When writing a 2008 history of her hometown, she read the entire Ithaca Journal, a daily newspaper, from 1817 to 1892. Today, she said, she can simply search scans of the newspapers through New York State Historic Newspapers. National historians (and, usually, anyone with interest) can now use keywords to search large digital collections that were previously scattered or harder to probe.

The benefits of new technologies, though, are not limited to better search capabilities. The internet allows easier and wider access to records that were previously available only to visitors onsite. Digitization allows storage of more records, as digital records consume significantly less space than their physical counterparts. Even developments creating more effective climate control improve document preservation by preventing harmful temperature swings. 

Large archival institutions already integrate technology in their collection and storage practices. The Library of Congress has a large and expanding digital collection, and the National Archives has an electronic records preservation system.

Local historical societies that have the resources (temporal, financial, and human) to invest in new technologies can and do use them to advance their missions, but a large portion lack the knowledge and resources to make such investments. One important technology widely used by local historical societies is a museum cataloging software called PastPerfect. Societies use it to create a register of their items similar to a library catalog. It is not perfect, as it was designed for museums, but it is affordable, so historical societies make it work. They can use the latest version (released in 2015) to make their catalog searchable online, but, without enough volunteers, the digital migration can prove difficult and time-consuming. After the Greater West Bloomfield Historical Society in Michigan catalogued its 7,000 items on PastPerfect, it struggled for years to enter metadata for each item.

Technology provides clear benefits, but it brings challenges.

One question an archivist must ask is whether a file will remain accessible in the future. Though JPEGs and MP4s are relatively new, the challenge of planning for technological obsolescence is not a new one for archivists. They adapted to audio and video tapes, floppy disks, CDs, DVDs, and a bevy of other file formats that are no longer in wide use. Constantly changing technology is expensive and creates uncertainty for any organization hoping to preserve the past and present.
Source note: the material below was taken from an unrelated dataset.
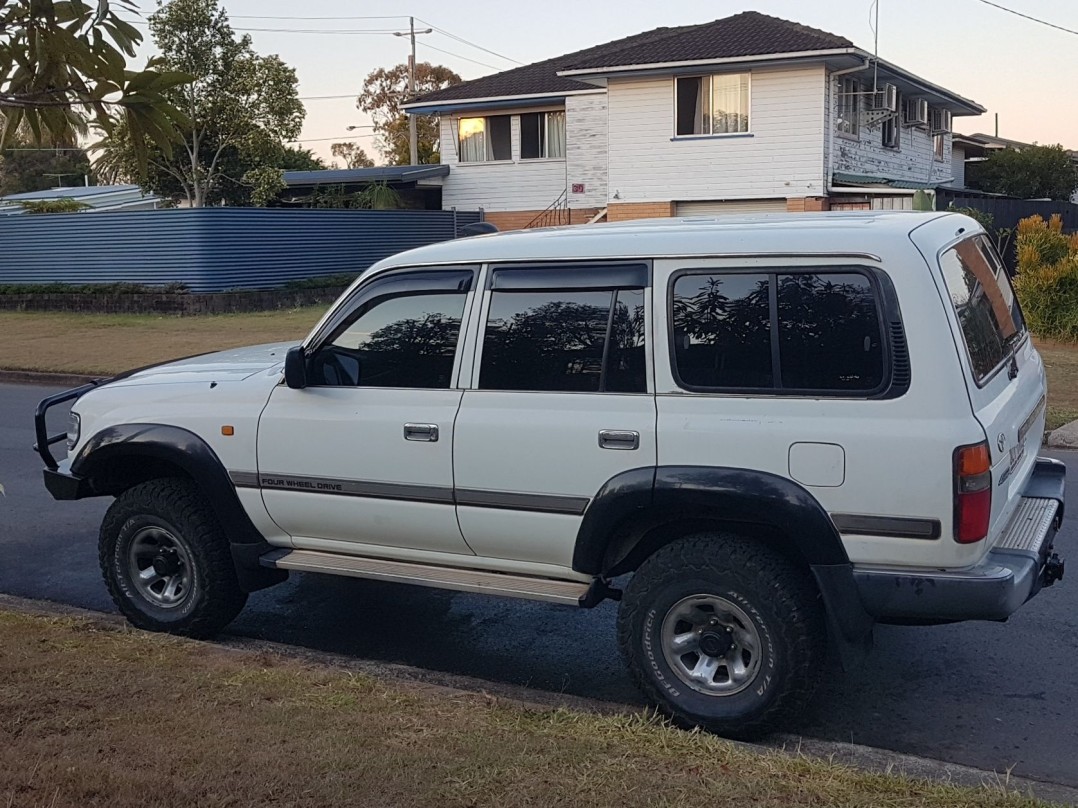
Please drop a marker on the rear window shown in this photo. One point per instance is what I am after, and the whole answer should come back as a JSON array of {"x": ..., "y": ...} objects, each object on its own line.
[{"x": 987, "y": 310}]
Record digitization is also labor intensive and often expensive. It usually requires volunteers to individually scan and catalog thousands of documents, and a purchase of the necessary equipment. Making scans searchable is sometimes an additional challenge. As a result, many local historical societies stick to print storage. Others are creating more digital storage, but remain concerned about the impermanence of information on a hard drive compared to a book on a shelf. And the shift to digital storage is important beyond the digitization of physical records.

A huge number of today’s records are produced electronically. People communicate over email and text, not through letters. News is published online, and many organizations do not have a print product. You can find large atlases from many decades ago in local historical societies, but today we use maps available online. Even two decades ago, obituaries could be found in the local newspaper, but today they are published on the web. 
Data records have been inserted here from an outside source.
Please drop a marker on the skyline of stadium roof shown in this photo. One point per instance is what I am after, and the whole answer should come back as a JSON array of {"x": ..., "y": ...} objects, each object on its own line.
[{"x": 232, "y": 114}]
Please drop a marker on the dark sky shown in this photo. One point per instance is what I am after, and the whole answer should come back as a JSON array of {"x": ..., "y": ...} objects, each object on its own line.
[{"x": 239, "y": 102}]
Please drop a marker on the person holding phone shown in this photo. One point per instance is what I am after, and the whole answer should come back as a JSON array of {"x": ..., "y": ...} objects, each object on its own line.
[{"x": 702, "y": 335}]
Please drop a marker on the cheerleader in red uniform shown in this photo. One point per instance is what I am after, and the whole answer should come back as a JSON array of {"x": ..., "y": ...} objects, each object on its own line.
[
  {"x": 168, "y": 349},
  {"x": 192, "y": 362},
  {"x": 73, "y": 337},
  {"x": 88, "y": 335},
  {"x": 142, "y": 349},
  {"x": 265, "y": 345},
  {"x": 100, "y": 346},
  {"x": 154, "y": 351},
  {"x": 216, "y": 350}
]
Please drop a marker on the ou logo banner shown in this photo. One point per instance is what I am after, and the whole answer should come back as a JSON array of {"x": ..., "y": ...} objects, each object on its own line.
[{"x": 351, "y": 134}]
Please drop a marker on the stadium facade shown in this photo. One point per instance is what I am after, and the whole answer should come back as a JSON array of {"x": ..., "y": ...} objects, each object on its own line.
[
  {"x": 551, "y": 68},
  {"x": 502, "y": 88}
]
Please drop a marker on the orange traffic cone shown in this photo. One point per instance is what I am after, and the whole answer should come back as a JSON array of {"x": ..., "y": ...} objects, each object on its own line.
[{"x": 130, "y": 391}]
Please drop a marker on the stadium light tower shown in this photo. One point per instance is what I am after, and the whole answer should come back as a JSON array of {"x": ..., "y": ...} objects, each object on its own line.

Despite their increasing prevalence, the storage of internet records is still a significant challenge facing local historical societies.
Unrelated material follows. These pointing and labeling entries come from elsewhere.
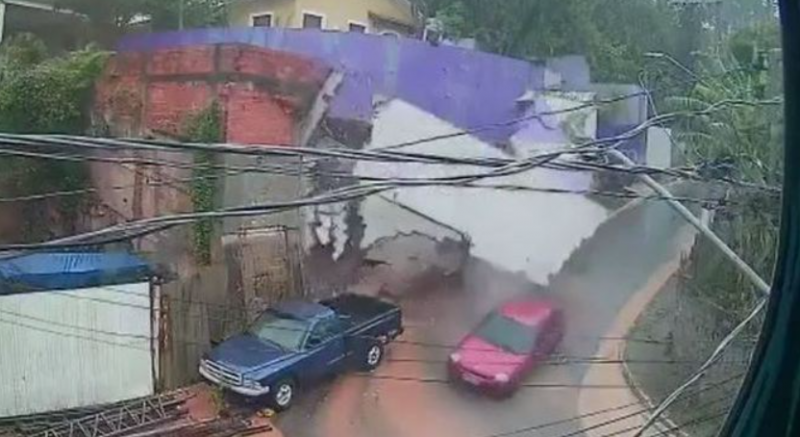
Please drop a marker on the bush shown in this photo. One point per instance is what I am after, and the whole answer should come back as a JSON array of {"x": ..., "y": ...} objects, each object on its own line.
[{"x": 45, "y": 96}]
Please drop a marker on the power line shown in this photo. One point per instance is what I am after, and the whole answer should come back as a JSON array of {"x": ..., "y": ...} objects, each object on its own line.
[{"x": 609, "y": 422}]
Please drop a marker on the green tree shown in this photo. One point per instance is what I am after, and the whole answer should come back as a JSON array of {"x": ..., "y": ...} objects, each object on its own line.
[
  {"x": 46, "y": 96},
  {"x": 111, "y": 18},
  {"x": 743, "y": 142},
  {"x": 613, "y": 34}
]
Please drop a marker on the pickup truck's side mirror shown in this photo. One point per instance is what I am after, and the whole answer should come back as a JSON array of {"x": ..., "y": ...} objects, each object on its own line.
[{"x": 313, "y": 342}]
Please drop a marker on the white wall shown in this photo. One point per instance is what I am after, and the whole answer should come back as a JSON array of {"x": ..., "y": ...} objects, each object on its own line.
[
  {"x": 67, "y": 349},
  {"x": 529, "y": 232},
  {"x": 659, "y": 147}
]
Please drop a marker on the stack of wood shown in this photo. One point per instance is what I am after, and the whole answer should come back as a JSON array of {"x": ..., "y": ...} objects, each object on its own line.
[{"x": 166, "y": 415}]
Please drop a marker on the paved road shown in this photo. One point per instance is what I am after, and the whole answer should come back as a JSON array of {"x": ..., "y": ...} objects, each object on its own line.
[{"x": 594, "y": 285}]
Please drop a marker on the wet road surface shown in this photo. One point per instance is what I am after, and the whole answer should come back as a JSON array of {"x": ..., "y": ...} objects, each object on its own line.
[{"x": 408, "y": 396}]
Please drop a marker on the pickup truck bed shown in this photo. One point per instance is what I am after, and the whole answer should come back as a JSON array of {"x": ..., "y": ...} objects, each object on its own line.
[
  {"x": 357, "y": 312},
  {"x": 298, "y": 342}
]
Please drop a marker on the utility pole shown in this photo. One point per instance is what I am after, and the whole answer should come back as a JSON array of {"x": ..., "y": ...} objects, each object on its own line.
[
  {"x": 748, "y": 271},
  {"x": 2, "y": 19},
  {"x": 180, "y": 14}
]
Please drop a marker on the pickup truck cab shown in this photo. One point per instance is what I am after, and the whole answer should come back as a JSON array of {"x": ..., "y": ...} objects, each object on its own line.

Elementary school students are told that what they post on the internet is forever. While the lesson is an important one, many significant historical documents posted on the internet are stunningly ephemeral. If an organization goes under, its website may be taken down and its digital archives wiped. Old articles are sometimes deleted from websites. A local government can remove a post from its website or, simply for lack of oversight, mistakenly delete documents that seem outdated but have historical value.

Website storage requires specific archiving practices, and even some large organizations have struggled to adapt to the increasing use of the internet as a source of records. The legality of storing webpages is still in question, and the enormous volume of information produced daily can make the decision of what to store even more difficult (though this is somewhat offset by the lower cost of online storage).

The Internet Archive is a nonprofit devoted to “archiving the Internet itself.” Many national libraries, in some way, use the Wayback Machine, the nonprofit’s web crawler and archive, which contains over 588 billion webpages. Some historical societies have practices for storing internet records, such as the Tongass Historical Museum in Ketchikan, Alaska, which downloads PDFs of articles published by the local radio station. Most, however, do not have robust storage practices for internet records. The Wayback Machine may be a good place to start, as it is free to use and seemingly in no danger of disappearing.

Local historical societies have integrated technology before, and they must do so again to continue preserving their communities’ most relevant records. In the process, they can take advantage of the possibilities of technology, from increased storage space to greater access.